AKs are precancerous lesions. If left untreated, they can develop into squamous cell carcinoma. According to the American Academy of Dermatology, about 40 percent of squamous cell cancers begin as AKs.
PEP005 is a topical gel containing ingenol 3-angelate, a molecule derived from the sap of a common garden weed called the petty spurge, used as a traditional medicine in many countries for skin conditions. Ingenol 3-angelate triggers protein kinase C, which mediates various cellular processes. Phase 2 trials showed application of the gel after two days resulted in the disappearance of 71 percent to 75 percent of lesions. Patients reported mild adverse events, such as redness and peeling.
Results from the phase 3 REGION-Ib trial demonstrated that treatment with PEP005 0.05 percent gel once daily for two consecutive days in 117 patients on non-head locations resulted in significant clearance of AK lesions when compared to vehicle (n=118).
Specifically, the study showed a 66.7 percent median decrease in the number of AK lesions when compared to placebo that was statistically significant, and a rate of complete clearance of 42 percent (ITT), including 16.0 percent, back of hand, and 25.3 percent, arm locations.
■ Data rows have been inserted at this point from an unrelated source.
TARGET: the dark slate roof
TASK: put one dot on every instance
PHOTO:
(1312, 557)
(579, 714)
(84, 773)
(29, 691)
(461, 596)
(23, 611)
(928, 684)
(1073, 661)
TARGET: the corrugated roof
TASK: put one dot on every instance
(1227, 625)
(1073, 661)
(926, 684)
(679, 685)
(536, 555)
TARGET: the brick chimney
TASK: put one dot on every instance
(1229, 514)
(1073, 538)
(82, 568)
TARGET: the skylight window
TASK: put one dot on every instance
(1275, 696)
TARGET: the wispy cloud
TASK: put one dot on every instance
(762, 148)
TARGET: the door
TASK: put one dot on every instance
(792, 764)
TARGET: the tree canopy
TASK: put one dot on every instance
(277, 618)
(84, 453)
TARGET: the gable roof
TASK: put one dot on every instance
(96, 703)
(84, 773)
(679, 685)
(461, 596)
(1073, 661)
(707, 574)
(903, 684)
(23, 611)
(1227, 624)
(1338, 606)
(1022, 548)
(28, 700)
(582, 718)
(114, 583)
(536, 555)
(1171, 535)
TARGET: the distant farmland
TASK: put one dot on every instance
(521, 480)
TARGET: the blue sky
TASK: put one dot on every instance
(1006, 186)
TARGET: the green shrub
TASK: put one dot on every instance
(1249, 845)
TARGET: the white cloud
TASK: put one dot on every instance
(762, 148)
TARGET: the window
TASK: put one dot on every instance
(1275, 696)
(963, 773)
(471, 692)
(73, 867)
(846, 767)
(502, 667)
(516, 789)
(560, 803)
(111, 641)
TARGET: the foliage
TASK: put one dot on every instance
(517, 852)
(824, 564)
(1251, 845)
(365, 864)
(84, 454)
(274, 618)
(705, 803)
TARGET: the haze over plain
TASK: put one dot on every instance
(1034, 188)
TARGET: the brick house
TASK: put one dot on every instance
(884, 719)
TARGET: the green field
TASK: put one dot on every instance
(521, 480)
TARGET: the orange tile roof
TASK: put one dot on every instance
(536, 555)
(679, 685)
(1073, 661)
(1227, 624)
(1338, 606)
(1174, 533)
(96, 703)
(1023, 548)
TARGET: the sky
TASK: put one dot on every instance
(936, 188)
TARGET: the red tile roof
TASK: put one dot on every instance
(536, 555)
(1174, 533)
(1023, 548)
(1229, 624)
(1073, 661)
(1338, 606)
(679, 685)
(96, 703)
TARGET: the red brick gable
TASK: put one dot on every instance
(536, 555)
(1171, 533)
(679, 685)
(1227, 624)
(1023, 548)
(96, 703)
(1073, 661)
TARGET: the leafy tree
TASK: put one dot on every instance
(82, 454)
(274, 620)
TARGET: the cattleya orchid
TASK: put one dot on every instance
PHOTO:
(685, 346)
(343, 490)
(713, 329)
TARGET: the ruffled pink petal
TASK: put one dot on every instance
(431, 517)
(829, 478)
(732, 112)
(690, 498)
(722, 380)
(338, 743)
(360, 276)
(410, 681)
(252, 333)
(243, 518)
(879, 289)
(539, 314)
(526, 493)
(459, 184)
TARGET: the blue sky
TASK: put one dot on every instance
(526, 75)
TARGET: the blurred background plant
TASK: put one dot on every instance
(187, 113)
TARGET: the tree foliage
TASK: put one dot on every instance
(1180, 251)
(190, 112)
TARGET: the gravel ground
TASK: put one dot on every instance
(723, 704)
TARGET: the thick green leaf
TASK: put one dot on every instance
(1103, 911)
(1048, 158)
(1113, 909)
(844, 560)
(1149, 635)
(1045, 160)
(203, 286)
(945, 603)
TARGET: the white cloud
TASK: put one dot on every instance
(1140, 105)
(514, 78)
The phase 3REGION-IIB trial looked at the impact of PEP005 0.015 percent gel, oncedaily for three consecutive days, on head locations, which demonstrated acomplete clearance rate of 47.2 percent.
Local skin responses consisted of erythema and flaking/scaling. The most common adverse events were site irritation and pruritus. A total of seven patients in the treatment group reported having pigmentation changes.
"The holy grail has been that the product is not only effective, but that it is easy and understandable for people to use," Dr. Schlessinger says. "What is out there is close to that, but not there yet, so this compound offers a potential option, if it is approved."
Room for improvement
The efficacy of the compound in treating other conditions is being explored for the future, Dr. Schlessinger says. "There still isn't a 'slam dunk' product to topically treat superficial basal cell carcinomas," he says. "That may be one avenue to consider in the future."
In addition to the anticipated PEP005, a "kinder, gentler" form of imiquimod is poised to enter the competitive marketplace of AK therapies, Dr. Schlessinger notes.
"It yields the same result with a less vigorous process," he says. "It will provide an alternative for people who are looking for a less aggressive, but effective, product for the treatment of actinic keratoses."
Another exciting prospect is the entrance of genericized versions of imiquimod into the marketplace. The therapy has been successful, but it is a pricey product, according to Dr. Schlessinger.
"There will be less expensive alternatives available for patients," he says.
Disclosures: Dr. Schlessinger is an investigator for Leo Pharma and for Graceway Pharmaceuticals.